March 28, 2011
Robert Black of SPH recognized for contributions to child health
Robert Edward Black, an international expert in the prevention of childhood mortality and illness, is the recipient of the 2011 Canada Gairdner Global Health Award. The annual award from the Gairdner Foundation recognizes individuals responsible for a scientific advancement that has made, or has the potential to make, significant impact on health in the developing world. Black received the $100,000 award for his “significant contributions to improving child survival and particularly for critical clinical and epidemiological studies to reduce childhood diarrheal deaths.”
Established in 1959, the Gairdner Global Health Award is considered among the most important biomedical prizes in the world.
Throughout his career, Black, who is the Edgar Berman Professor of International Health and chair of the Department of International Health at the Johns Hopkins Bloomberg School of Public Health, has worked to reduce worldwide child diarrheal deaths by conducting epidemiologic research on the interaction of infectious diseases and nutrition. Diarrhea is a treatable and preventable infectious disease that kills more than 1.3 million children each year. It is the second-leading cause of death in children worldwide.

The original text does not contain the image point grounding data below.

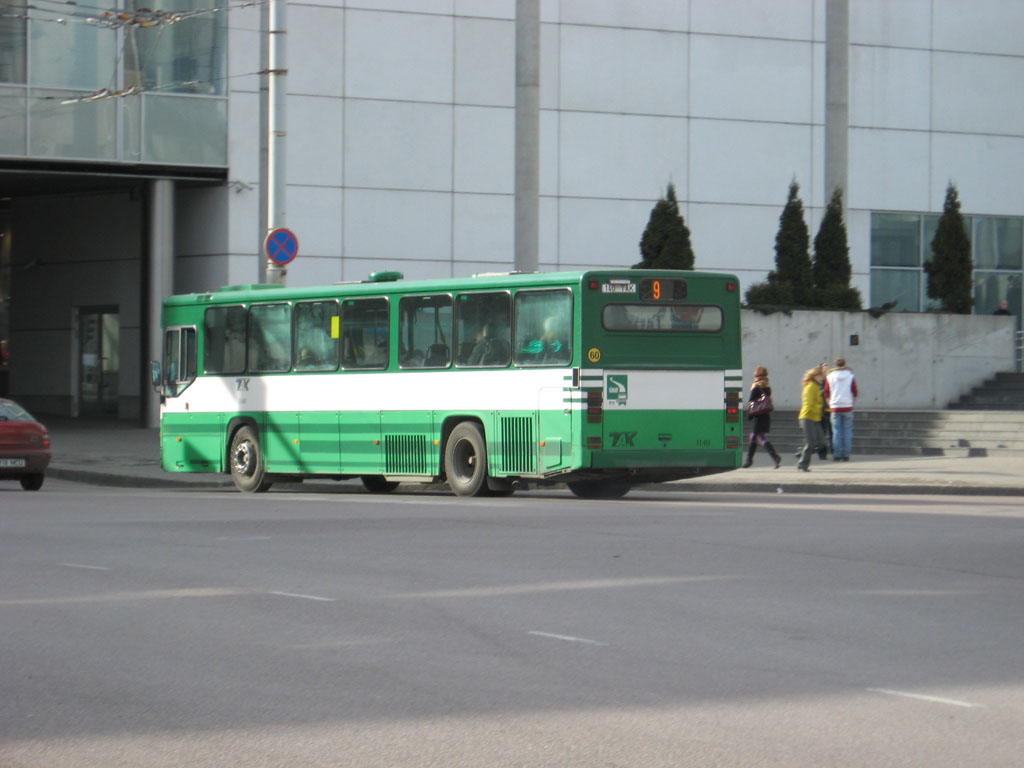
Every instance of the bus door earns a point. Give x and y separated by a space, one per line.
555 427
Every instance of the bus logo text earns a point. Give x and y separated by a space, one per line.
622 439
617 389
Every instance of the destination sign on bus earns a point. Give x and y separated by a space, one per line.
663 289
619 286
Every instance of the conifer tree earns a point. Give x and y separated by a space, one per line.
666 242
949 269
793 246
830 267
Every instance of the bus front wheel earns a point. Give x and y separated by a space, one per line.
599 488
247 463
466 460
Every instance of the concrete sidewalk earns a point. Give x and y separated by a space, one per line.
118 454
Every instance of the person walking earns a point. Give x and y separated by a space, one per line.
841 393
762 422
811 408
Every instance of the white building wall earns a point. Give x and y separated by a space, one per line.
401 142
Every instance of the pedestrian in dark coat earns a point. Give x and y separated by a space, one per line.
762 423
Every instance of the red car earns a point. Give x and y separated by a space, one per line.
25 446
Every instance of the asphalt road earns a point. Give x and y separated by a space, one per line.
208 629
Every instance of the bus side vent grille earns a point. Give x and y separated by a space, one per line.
406 454
518 448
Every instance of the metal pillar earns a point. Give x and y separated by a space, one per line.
837 95
161 252
276 133
527 130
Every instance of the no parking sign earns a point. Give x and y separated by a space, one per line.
282 247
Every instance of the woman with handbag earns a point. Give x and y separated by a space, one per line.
760 409
811 409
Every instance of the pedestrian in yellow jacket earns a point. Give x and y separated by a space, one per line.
812 406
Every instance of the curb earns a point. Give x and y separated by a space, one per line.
111 479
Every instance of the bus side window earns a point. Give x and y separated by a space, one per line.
543 328
425 331
224 339
366 332
314 348
269 338
483 332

Specifically, Black discovered that zinc could both treat and prevent diarrhea. His studies in Bangladesh, India, Peru and Zanzibar demonstrated that daily zinc supplementation significantly reduced the severity of diarrhea and pneumonia. These discoveries led the World Health Organization and UNICEF to recommend the global use of zinc for treatment of diarrhea, a practice that is now implemented in 40 low-income countries.
“This award recognizes Dr. Black’s seminal contributions to improving the health of children and saving lives,” Michael J. Klag, dean of the Bloomberg School, said. “It is especially fitting that he receives this honor as we celebrate the 50th anniversary of the first Department of International Health, which he chairs.”
Black’s research interests include field trials of vaccines, micronutrients and nutritional interventions; effectiveness studies of health programs, such as the Integrated Management of Childhood Illness approach; and evaluation of preventive and curative health service programs in low- and middle-income countries. He focuses on using evidence in policy and programs, including estimates of burden of disease, the development of research capacity and the strengthening of public health training.
Trained in internal medicine, preventive medicine, infectious diseases and epidemiology, Black has served as a medical epidemiologist at the Centers for Disease Control and Prevention and worked at institutions in Bangladesh and Peru on research related to childhood infectious diseases and nutritional problems. As a member of the U.S. Institute of Medicine and advisory bodies of the World Health Organization, the International Vaccine Institute and other international organizations, he assists with the development of policies intended to improve child health.